When Suha's husband became ill in Ramallah - reportedly on October 12, 2004 - his deterioration was rapid, leaving him weak and painfully thin. He was shown being taken out of the West Bank in a tracksuit and a wool hat, and died only a month later on November 11 in a military hospital near Paris from what French authorities determined as a stroke brought on by a serious blood disorder. Even then, his death seemed suspicious - unnaturally hasty - leading to speculation that his demise was AIDS-related. This was quickly discounted but another more sinister cause - poisoning - has proved to be much more long-lasting.
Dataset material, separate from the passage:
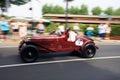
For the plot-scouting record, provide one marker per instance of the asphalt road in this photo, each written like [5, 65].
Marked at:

A newly-widowed Suha, who said it had "never occurred" to her to conduct a post-mortem at the time of her husband's death, moved to Tunisia where she was soon granted citizenship. But, following a major rift with the wife of the then-Tunisian president Zine El Abidine Ben Ali, she was forced to abandon the country and her citizenship was rescinded. Yet, her stay in Tunisia came with more costs, with the country's authorities issuing an international arrest warrant for Suha in connection with alleged financial corruption with the family of the deposed leader.

Suha now lives in Malta with her mother, where she says she receives a monthly pay settlement from the PA. Her teenage daughter, now 17, attends a boarding school in France. It was at her Maltese home, around half-an-hour's car journey from the country's capital Valletta, that she watched reports of the exhumation from her TV scree. She insisted in an interview with the Times of Malta that she had stayed away from the actual event because she didn't "want to be in the limelight" and wanted the focus of Tuesday's proceedings to remain on her husband.

The forensic samples collected by French, Swiss and Russian investigators will now be sent abroad for analysis, but their results will not be known for some months. The irrepressible widow of the man otherwise known as Abu Ammar, who, in the aftermath of the exhumation, spoke in the same interview of her wish "to close this chapter of this mystery", may yet find that she has opened up another altogether more volatile one instead.